MongoDB - a NoSQL style document database with full enterprise support of large datasets. This style of database is the best fit for the types of data Seeker will generate. It particularly excells at handling the massive numbers of tags and sometimes custom data that make up the searchable web we are building. This database will be the heart of Seeker, each individual app will communicate with this shared database. All Mongo records are required by the engine to have an _id field. Default generated _id fields contain a timestamp. Mongo does not have tables, it has collections. Because this is not a relational database you can not query across multiple collections. Each Mongo document has a 16 meg limit
The data structure of objects in Mongo will look something like this: Database name: Seeker
Collection:Site - information about each site on the internet that is of interest.
- domainName
- notes
- lastSearched
- searchFrequency
- referer - how did we learn about this site
- excludeLinks - array of URL and link text patterns to avoid following, for instance, duplicate content at lower resolution, or text content
- contentGroup - array of patterns that describe similar content, such as a gallary of one person
- userId
- password
- loginUrl
- throttleSpeed - default = 10s, if we wish to limit how fast we crawl, actual throttle will be (t / 2) + rnd(t) for a random throttle centered at t
Collection:Link - links to all pages and content within a site
- siteId - the _id from Site
- url
- type (page, file type)
- lastSearched
- searchFrequency
- referer - which page sent us here
Collection:Image
- linkId - the _id from Link, if that is where the image came from
- userId - the _id of a user if the image was manually uploaded
- pHash - perspective hash, most accurate method to identify duplicate images
- image
- similarHashes - json list of _id from Image of similar hashes
Collection:Artifact
- imageId - the id of the image this was parsed from
- image - the fragement from the original image representing the artifact
- type - the type of the artifact, such as Face, Ear, Eye, Tattoo, bellybutton, bicycle, whatever
- similarArtifacts - an array of _id from Artifact that have been identified as similar. This array will also contain information about who made the link, when it was made, and how highly scored the link is.
Collection:Profile
- images - array of _id from Image related to this profile
- artifacts - array of _id from Artifact related to this profile
- notations - array of notes from users and automated processes
Applications The following applications are needed
Web Crawler Responsible for reading and writing to the Site, Link, and Image document collections as it crawls the internet for data about exploited children. The crawler will stay within the list of Sites that have been identified as appropriate targets. Crawler will add to the list of Sites as it discovers outbound links but those links will be validated and configured before letting Crawler lose on them. The manual oversite of Crawler is to prevent it from crawling and downloading from sites unrelated to our mission or from downloading duplicate content or failing to keep similar content properly grouped. Once a site is identified and setup Crawler will continue to come back to it on a scheduled basis looking for additional information.

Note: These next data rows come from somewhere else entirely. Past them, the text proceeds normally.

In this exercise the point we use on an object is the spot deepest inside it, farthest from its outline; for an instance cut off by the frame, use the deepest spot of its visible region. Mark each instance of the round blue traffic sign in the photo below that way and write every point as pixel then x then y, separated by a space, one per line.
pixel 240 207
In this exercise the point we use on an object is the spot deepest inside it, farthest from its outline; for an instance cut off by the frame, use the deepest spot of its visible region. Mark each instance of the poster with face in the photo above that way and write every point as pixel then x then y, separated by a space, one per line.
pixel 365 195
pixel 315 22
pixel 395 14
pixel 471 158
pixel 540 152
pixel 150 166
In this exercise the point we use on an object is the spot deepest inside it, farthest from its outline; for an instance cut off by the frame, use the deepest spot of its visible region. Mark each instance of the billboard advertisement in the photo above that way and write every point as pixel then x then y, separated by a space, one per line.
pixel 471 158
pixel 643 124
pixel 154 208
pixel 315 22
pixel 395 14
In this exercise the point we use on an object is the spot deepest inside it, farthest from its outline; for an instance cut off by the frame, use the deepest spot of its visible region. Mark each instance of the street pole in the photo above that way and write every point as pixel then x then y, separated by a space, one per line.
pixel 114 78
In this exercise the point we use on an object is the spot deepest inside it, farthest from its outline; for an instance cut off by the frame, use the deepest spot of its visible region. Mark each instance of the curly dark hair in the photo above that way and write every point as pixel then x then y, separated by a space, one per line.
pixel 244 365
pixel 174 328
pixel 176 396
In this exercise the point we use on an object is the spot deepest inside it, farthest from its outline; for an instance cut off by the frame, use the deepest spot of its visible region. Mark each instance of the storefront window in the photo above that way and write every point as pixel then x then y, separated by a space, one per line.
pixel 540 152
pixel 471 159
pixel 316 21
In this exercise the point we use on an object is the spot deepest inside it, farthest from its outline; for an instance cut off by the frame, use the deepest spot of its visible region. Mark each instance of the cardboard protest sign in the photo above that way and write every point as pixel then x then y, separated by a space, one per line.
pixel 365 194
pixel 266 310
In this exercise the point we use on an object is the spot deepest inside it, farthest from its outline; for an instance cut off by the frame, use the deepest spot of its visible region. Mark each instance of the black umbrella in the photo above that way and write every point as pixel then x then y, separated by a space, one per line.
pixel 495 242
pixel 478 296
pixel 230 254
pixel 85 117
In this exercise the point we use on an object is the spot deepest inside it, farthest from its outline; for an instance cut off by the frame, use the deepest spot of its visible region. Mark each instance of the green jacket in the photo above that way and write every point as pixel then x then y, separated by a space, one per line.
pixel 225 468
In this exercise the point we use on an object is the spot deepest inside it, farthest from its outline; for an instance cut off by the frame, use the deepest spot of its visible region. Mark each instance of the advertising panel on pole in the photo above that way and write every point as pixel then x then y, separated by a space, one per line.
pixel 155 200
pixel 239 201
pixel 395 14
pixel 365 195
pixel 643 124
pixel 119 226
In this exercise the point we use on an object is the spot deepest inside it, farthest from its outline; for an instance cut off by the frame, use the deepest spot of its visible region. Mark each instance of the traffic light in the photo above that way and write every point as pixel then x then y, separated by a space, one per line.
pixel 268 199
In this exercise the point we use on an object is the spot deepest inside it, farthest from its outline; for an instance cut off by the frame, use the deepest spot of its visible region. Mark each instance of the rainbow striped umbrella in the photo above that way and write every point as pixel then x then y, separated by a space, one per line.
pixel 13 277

Similar Image Similar Image will calculate the pHash, or perspective hash, of each image in order to track other occurances of this same image. It will also create a list of all existing pHash which differ by less than the threshold amount, adding the _id of each matching Image to the others "similarHashes" collection.
Image Recognition Image recognition will look through the raw images saved by Crawler in the Image collection and will parse out all manner of useful objects into smaller image fragements. Using deep learning convolutional neural networks it will parse out faces, eyes, ears, birthmarks, tattoos, and a great variety of identifiable artifacts such as pictures, artwork, jewelery, watches, neckties, clocks, eyeglasses. These image fragments will all be processed into the Artifacts collection, tagged with what type of artifact the image represents.
Face Matching Face Matching will look through newly discovered Artifact items of type = FACE and will match them against all other Artifact of that type.
Ear Matching Ear Matching will look through newly discovered Artifact items of type = EAR and will match them against all other Artifact of that type.
Eye Matching Eye Matching will look through newly discovered Artifact items of type = EYE and will match them against all other Artifact of that type.
Birthmark Matching Birthmark Matching will look through newly discovered Artifact items of type = BIRTHMARK and will match them against all other Artifact of that type.
Tattoo Matching Tattoo Matching will look through newly discovered Artifact items of type = TATTOO and will match them against all other Artifact of that type.
Other Image Matching Other Image Matching will look through newly discovered Artifact items that do not have special purpose matchers and will match them against all other Artifact items of the same type.